Carroll posted a series of images to his Instagram page blasting Lundy as “dirty” and “fat,” and insisting that he “messes with young children.” He also taunted Lundy by asserting that he was secretly gay. (Lundy’s attorney says he is heterosexual and is in fact married to a woman.) “[Y]ou can come out of the closet,” Carroll wrote in one post, which included an image of himself wearing a court-ordered ankle monitor.
“Please someone get this guy a little hormone replacement therapy. He oozes Estrogen,” he wrote in another.
In a video, Carroll allegedly provoked Lundy further. “Don’t think about a slander lawsuit, because we know how that would go. I’m richer, more talented, and I’ll win,” he said. Indeed, Lundy did not file a slander suit. Instead, in November 2021, he sued Carroll for five counts of libel (one of which was later dismissed). Lundy did not sue over the claims that he is gay, saying the statements were false and juvenile but not “insulting”; he focused on Carroll’s other aspersions.
This April, Lundy filed a motion seeking to add an additional count and punitive damages, after Carroll posted another image in the fall. The case is still ongoing.
If his Instagram persona is to be believed, the courtroom battles haven’t kept Carroll from enjoying his wealth. Until recently, his photos depicted the lifestyle of a playboy, replete with private planes and beautiful women. (In one characteristic post, he was pictured reclining on a bed and smoking an unknown substance, with an attractive woman beside him.)
In August 2021, Carroll joined high-profile attorney Joe Tacopina—who just represented Donald Trump in the sexual abuse lawsuit filed by E. Jean Carroll—as an investor in a second-tier soccer club in Italy. The next February, he dropped $16.4 million on a seven-bedroom mansion in Miami Beach. And in August 2022, he was in Capri, Italy, for a charitable gala (where he allegedly got into a “brawl” at a party, according to Page Six).
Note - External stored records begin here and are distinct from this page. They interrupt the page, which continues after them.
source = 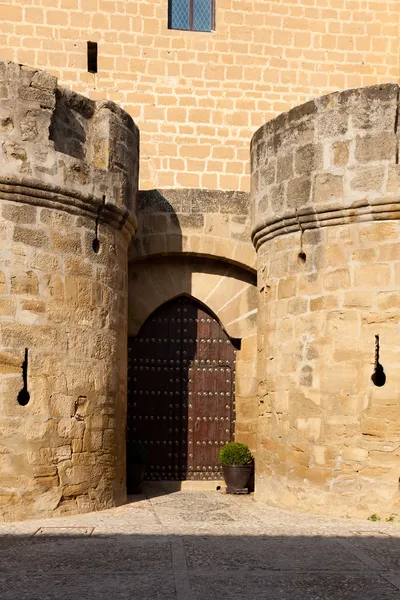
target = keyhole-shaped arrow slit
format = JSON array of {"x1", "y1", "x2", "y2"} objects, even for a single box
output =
[
  {"x1": 17, "y1": 348, "x2": 30, "y2": 406},
  {"x1": 92, "y1": 195, "x2": 105, "y2": 254},
  {"x1": 371, "y1": 335, "x2": 386, "y2": 387}
]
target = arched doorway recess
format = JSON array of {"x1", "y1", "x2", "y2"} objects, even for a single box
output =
[{"x1": 127, "y1": 295, "x2": 237, "y2": 483}]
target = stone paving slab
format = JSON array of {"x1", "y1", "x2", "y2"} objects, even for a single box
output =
[
  {"x1": 0, "y1": 573, "x2": 177, "y2": 600},
  {"x1": 0, "y1": 488, "x2": 399, "y2": 599},
  {"x1": 183, "y1": 536, "x2": 370, "y2": 571},
  {"x1": 190, "y1": 572, "x2": 399, "y2": 600},
  {"x1": 1, "y1": 536, "x2": 173, "y2": 573}
]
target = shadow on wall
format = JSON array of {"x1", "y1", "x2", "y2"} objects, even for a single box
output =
[
  {"x1": 0, "y1": 531, "x2": 399, "y2": 599},
  {"x1": 49, "y1": 88, "x2": 94, "y2": 161},
  {"x1": 129, "y1": 189, "x2": 256, "y2": 270}
]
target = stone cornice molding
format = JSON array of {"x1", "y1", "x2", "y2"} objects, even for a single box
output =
[
  {"x1": 252, "y1": 197, "x2": 400, "y2": 250},
  {"x1": 0, "y1": 177, "x2": 137, "y2": 239}
]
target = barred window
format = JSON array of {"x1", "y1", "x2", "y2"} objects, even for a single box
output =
[{"x1": 168, "y1": 0, "x2": 215, "y2": 32}]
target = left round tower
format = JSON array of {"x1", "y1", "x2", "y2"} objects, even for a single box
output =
[{"x1": 0, "y1": 61, "x2": 138, "y2": 521}]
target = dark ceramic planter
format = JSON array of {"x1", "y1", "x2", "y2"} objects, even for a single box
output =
[
  {"x1": 222, "y1": 464, "x2": 252, "y2": 494},
  {"x1": 127, "y1": 464, "x2": 146, "y2": 494}
]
Carroll has generated more favorable press for giving away hundreds of thousands of dollars in free sneakers to children at Boys & Girls Clubs as part of a program called Kicks for Kids, which he says is just one of numerous charitable endeavors. (His LinkedIn profile cheerfully proclaims, “Patrick is incredibly philanthropic.”) Carroll’s lawyer added in his statement to The Daily Beast that Carroll “grew up with nothing and is entirely self made. He’s a very successful man who gives back millions of dollars to those in need and dedicates his time to make a difference in the world.”
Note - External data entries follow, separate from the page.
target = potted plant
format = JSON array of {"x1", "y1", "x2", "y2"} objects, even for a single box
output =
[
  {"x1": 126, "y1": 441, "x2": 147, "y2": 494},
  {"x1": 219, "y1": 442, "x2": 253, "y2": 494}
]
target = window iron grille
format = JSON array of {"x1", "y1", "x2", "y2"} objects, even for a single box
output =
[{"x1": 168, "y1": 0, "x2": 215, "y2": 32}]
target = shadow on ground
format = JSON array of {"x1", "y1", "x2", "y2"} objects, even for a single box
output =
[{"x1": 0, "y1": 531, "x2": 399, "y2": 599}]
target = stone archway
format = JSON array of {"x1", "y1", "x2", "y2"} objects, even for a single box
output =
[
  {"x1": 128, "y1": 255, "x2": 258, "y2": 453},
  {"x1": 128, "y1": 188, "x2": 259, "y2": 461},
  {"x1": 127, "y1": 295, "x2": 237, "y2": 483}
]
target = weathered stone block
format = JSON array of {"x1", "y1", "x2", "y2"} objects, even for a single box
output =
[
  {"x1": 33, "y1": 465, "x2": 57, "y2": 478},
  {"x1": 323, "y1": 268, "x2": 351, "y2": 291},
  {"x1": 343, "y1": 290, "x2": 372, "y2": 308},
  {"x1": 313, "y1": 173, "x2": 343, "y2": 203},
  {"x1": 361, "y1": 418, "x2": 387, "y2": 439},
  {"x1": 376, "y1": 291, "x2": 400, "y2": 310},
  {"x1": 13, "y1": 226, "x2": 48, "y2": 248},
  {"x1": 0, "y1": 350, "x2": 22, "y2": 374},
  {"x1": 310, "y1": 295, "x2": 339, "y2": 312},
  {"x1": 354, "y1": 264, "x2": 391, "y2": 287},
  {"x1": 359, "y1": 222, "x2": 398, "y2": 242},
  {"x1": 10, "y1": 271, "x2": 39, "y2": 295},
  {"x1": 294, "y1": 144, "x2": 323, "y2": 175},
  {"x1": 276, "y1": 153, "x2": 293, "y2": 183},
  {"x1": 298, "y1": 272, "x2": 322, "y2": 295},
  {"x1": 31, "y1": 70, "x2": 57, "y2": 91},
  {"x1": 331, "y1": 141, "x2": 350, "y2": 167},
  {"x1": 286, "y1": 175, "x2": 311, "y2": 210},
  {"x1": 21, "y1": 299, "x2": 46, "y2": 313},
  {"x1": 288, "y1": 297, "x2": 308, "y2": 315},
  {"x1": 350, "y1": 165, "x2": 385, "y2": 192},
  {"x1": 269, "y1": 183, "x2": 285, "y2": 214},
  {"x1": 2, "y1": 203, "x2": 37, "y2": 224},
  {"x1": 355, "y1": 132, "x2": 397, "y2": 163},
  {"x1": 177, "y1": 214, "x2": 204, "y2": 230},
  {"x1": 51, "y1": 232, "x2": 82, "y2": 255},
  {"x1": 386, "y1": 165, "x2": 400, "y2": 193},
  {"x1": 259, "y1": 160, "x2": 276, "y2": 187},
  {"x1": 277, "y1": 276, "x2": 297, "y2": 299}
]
Carroll’s Instagram presence has also been cleaned up, perhaps in light of news that he is considering selling all or part of his company. Most of his old posts have been deleted, save for 27 that convey a more erudite, professional persona. Earlier this spring, for instance, he posted an image of himself reclining in a plush chair and peering into a book about Basquiat. “I love to learn,” he captioned it, “and art has certainly been one of the most interesting things I’ve studied.”
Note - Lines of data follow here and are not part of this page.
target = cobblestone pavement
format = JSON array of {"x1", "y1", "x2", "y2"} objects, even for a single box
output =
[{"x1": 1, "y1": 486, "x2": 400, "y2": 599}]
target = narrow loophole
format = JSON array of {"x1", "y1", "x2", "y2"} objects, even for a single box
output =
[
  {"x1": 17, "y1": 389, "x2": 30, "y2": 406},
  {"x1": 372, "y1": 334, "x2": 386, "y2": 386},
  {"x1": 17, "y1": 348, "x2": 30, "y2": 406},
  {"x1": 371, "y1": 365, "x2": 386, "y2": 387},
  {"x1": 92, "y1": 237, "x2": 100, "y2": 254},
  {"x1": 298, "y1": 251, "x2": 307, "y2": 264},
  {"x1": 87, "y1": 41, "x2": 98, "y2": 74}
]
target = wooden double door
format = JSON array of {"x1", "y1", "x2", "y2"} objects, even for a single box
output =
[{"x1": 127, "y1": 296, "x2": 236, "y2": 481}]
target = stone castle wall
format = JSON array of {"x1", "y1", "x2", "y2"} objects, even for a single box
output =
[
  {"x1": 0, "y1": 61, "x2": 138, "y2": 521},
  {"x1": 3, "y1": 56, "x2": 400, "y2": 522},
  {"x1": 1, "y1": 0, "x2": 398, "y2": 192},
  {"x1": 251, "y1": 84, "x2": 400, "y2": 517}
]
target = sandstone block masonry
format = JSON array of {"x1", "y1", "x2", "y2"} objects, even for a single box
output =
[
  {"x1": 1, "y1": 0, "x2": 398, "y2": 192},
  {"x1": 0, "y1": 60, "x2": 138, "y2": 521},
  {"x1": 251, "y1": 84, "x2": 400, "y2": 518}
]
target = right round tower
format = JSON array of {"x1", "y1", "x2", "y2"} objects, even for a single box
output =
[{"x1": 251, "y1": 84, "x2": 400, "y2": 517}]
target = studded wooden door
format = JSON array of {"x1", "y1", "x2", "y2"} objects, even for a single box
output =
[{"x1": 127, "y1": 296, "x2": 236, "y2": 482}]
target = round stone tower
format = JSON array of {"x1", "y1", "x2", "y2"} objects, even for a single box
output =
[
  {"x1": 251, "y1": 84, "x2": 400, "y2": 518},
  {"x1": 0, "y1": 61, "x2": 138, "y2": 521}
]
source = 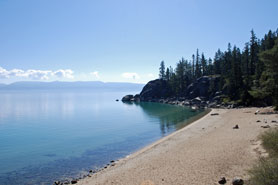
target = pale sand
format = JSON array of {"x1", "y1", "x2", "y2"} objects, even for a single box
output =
[{"x1": 78, "y1": 108, "x2": 278, "y2": 185}]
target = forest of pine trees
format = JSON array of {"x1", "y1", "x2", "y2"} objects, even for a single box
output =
[{"x1": 158, "y1": 29, "x2": 278, "y2": 110}]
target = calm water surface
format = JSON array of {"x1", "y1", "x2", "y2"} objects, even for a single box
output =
[{"x1": 0, "y1": 89, "x2": 204, "y2": 184}]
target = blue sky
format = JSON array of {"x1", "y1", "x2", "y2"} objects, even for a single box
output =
[{"x1": 0, "y1": 0, "x2": 277, "y2": 84}]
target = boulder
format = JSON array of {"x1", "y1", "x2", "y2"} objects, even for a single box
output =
[
  {"x1": 186, "y1": 76, "x2": 221, "y2": 99},
  {"x1": 71, "y1": 180, "x2": 78, "y2": 184},
  {"x1": 133, "y1": 94, "x2": 140, "y2": 102},
  {"x1": 232, "y1": 178, "x2": 244, "y2": 185},
  {"x1": 140, "y1": 79, "x2": 173, "y2": 101},
  {"x1": 121, "y1": 95, "x2": 134, "y2": 102}
]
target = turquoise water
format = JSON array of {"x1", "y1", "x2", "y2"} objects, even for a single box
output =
[{"x1": 0, "y1": 89, "x2": 204, "y2": 184}]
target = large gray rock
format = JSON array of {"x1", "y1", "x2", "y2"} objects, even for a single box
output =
[
  {"x1": 121, "y1": 95, "x2": 134, "y2": 102},
  {"x1": 186, "y1": 76, "x2": 221, "y2": 100},
  {"x1": 133, "y1": 94, "x2": 140, "y2": 102},
  {"x1": 140, "y1": 79, "x2": 173, "y2": 101}
]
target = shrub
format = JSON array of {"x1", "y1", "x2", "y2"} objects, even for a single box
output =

But to some in the industry, Carroll remains the same as ever. In April, The Real Deal reported that he had been banned from a restaurant in Miami after he appeared to make moves on a woman who was seated with another man, leading the manager to intervene. Later, as Carroll was leaving the restaurant, the manager “extended his hand as if to make peace.” But as a video of the encounter captured, Carroll instead appeared “to spit in his face.”
Carroll’s spokesperson told The Real Deal that Carroll had only “pantomimed” spitting. The real scandal, the flack suggested, was that the manager had tried to bait Carroll into a conflict, supposedly by saying, “I know who you are. I want you to hit me so I can get paid.” (The manager denied this.)
Carroll sent a letter of apology to the manager the day after the incident. But was he truly remorseful? In a since-deleted comment on The Real Deal’s Instagram post about the story, he claimed—in apparent contrast to the video evidence—that the manager had told him “to go F [himself]” when Carroll went to shake his hand.
“And,” Carroll added defiantly, “I got the girls number.”